Boost your small business planDate posted: 7/19/14 11:45:00 AM
Author Lee Child once wrote, "Hope for the best, plan for the worst."
It's advice all small business owners - especially those just starting up - should take into account. With so many variables in the current economy, business owners need to create a blueprint for success. Some of these may include how to find new markets, gain customers and create a product that consumers want.
The Imperial Valley Small Business Development Center has designed a business plan template to help start-ups navigate the rocky roads of the business world. The eight-step plan takes people through stages that are necessary to confront prior to investing all of their money into a company.
Those steps, in order, include an executive summary, business history and objectives, management and organization, business environment, market research, marketing plan, financial plan and exit strategy or transitional plan.
Although listed first, the executive summary can be completed last after the business plan is complete, so that way, the small business owner can best summarize his model for success.
Teaming up with a lawyer
Forbes reported that small business start-ups should work with an attorney during the early planning stages of a company. From assisting with paperwork to helping you understand certain legal situations, a lawyer can help your organization get off the ground.

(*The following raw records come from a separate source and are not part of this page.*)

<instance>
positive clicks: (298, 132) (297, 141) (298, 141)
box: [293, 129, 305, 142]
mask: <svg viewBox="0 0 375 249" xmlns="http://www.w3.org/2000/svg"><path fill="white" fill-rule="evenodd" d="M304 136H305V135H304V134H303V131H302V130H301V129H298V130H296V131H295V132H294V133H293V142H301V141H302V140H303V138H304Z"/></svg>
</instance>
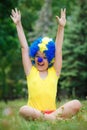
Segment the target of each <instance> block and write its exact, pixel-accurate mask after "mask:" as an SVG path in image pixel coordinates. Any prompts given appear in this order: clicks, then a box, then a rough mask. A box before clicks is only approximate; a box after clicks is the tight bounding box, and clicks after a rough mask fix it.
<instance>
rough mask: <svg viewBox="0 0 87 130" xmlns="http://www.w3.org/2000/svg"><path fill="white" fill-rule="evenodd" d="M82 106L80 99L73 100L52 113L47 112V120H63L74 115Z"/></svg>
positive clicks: (45, 118) (57, 109)
mask: <svg viewBox="0 0 87 130" xmlns="http://www.w3.org/2000/svg"><path fill="white" fill-rule="evenodd" d="M80 108H81V103H80V102H79V100H72V101H69V102H67V103H65V104H64V105H63V106H61V107H59V108H58V109H57V110H56V111H54V112H53V113H51V114H49V115H48V114H45V115H44V116H45V119H46V120H61V119H67V118H70V117H72V116H74V115H75V114H76V113H77V112H78V111H79V110H80Z"/></svg>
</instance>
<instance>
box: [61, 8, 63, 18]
mask: <svg viewBox="0 0 87 130" xmlns="http://www.w3.org/2000/svg"><path fill="white" fill-rule="evenodd" d="M62 16H63V8H61V17H62Z"/></svg>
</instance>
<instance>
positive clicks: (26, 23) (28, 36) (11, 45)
mask: <svg viewBox="0 0 87 130" xmlns="http://www.w3.org/2000/svg"><path fill="white" fill-rule="evenodd" d="M15 7H16V8H18V9H19V10H20V11H21V15H22V18H21V19H22V24H23V28H24V32H25V34H26V38H27V40H28V44H29V45H30V44H31V43H32V41H33V40H35V39H36V38H37V37H39V36H49V37H52V38H53V39H54V40H55V38H56V32H57V28H58V24H57V21H56V18H55V16H56V15H58V16H60V10H61V8H66V18H67V23H66V26H65V32H64V42H63V67H62V72H61V76H60V79H59V83H58V94H57V107H59V106H61V105H62V104H64V103H65V102H67V101H69V100H71V99H75V98H77V99H79V100H80V101H81V103H82V108H81V110H80V112H79V113H78V114H77V115H76V116H74V117H73V118H72V119H70V120H63V121H57V122H51V123H50V122H45V121H30V122H26V121H25V120H24V119H22V118H21V117H20V116H19V109H20V107H21V106H23V105H25V104H26V103H27V84H26V76H25V74H24V70H23V65H22V59H21V48H20V44H19V40H18V36H17V31H16V27H15V25H14V23H13V21H12V20H11V18H10V15H11V10H12V9H14V8H15ZM41 129H42V130H87V0H0V130H41Z"/></svg>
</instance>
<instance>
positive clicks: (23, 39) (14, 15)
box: [11, 9, 32, 75]
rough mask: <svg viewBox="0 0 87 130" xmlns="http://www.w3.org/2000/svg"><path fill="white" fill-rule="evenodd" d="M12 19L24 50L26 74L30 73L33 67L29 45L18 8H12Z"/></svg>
mask: <svg viewBox="0 0 87 130" xmlns="http://www.w3.org/2000/svg"><path fill="white" fill-rule="evenodd" d="M11 19H12V20H13V22H14V23H15V25H16V29H17V33H18V38H19V41H20V45H21V50H22V62H23V66H24V71H25V74H26V75H28V74H29V72H30V69H31V67H32V63H31V60H30V57H29V47H28V43H27V40H26V37H25V34H24V31H23V27H22V24H21V13H20V11H18V10H17V9H15V10H12V14H11Z"/></svg>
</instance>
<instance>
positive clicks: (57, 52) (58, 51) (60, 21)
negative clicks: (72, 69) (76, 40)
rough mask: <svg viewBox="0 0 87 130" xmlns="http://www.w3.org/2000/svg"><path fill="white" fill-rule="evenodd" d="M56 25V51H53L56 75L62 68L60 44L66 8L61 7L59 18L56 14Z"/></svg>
mask: <svg viewBox="0 0 87 130" xmlns="http://www.w3.org/2000/svg"><path fill="white" fill-rule="evenodd" d="M56 18H57V22H58V23H59V25H58V30H57V36H56V41H55V43H56V51H55V62H54V67H55V69H56V72H57V75H58V76H59V75H60V72H61V68H62V44H63V37H64V26H65V24H66V9H64V10H63V9H61V16H60V18H59V17H58V16H56Z"/></svg>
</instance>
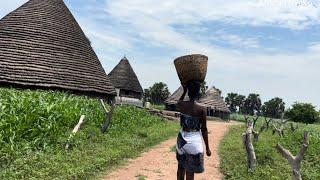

Clark Watson, a partner at Balch and Bingham LLP, told Forbes a lawyer can help a small business owner from getting ahead of themselves.
"When people start a new business, they are generally optimistic about their success and see their future through rose-colored glasses," Watson said. "It is good for them to be enthusiastic, and the lawyer should now pour proverbial cold water on that zeal."
Watson said a primary aspect for any attorney is helping a client avoid unforeseen pitfalls, which often pose the greatest risk to small business owners because of their unexpected nature.
"One of the greatest things that I can do for my business clients is not simply advise them on the issues they affirmatively present to me, but to ask them questions about potential issues that they have never considered," Watson said.
Good advice can help you avoid pitfalls
Even the most well-prepared business owners and fledging entrepreneurs are likely to miss certain details pertaining to the blueprint of their business. Nina Ries, principal of Ries Law Group, told Forbes that a good lawyer will help escort you through legal documentation patterned to protect your business from a scope of liabilities.
"Good advice can help you avoid costly mistakes and steer you in the direction of success," Ries said. "This covers incorporation or organization, the drafting of any formation documents, obtaining any relevant permits or licenses, renting space, confirming intellectual property rights, preparing agreements, and preparing for operations."
Curbing unanticipated risk
Laws are complex, and they might not be able to spot every small business speed bump, according to Ries. She urges small business owners to look for lawyers who are at ease with uncertain situations.
"An attorney is a member of your team and someone who will tend to legal matters so you can focus on what you do best: growing your business," Ries said.
Ries said much like other professions, a lawyer with a strong network often provides the best advice and results for their clients.
"Since no single attorney can be an expert in every area of the law, it helps if your attorney has a strong network of talented professionals in a variety of other specialties you may need to draw upon," Ries noted.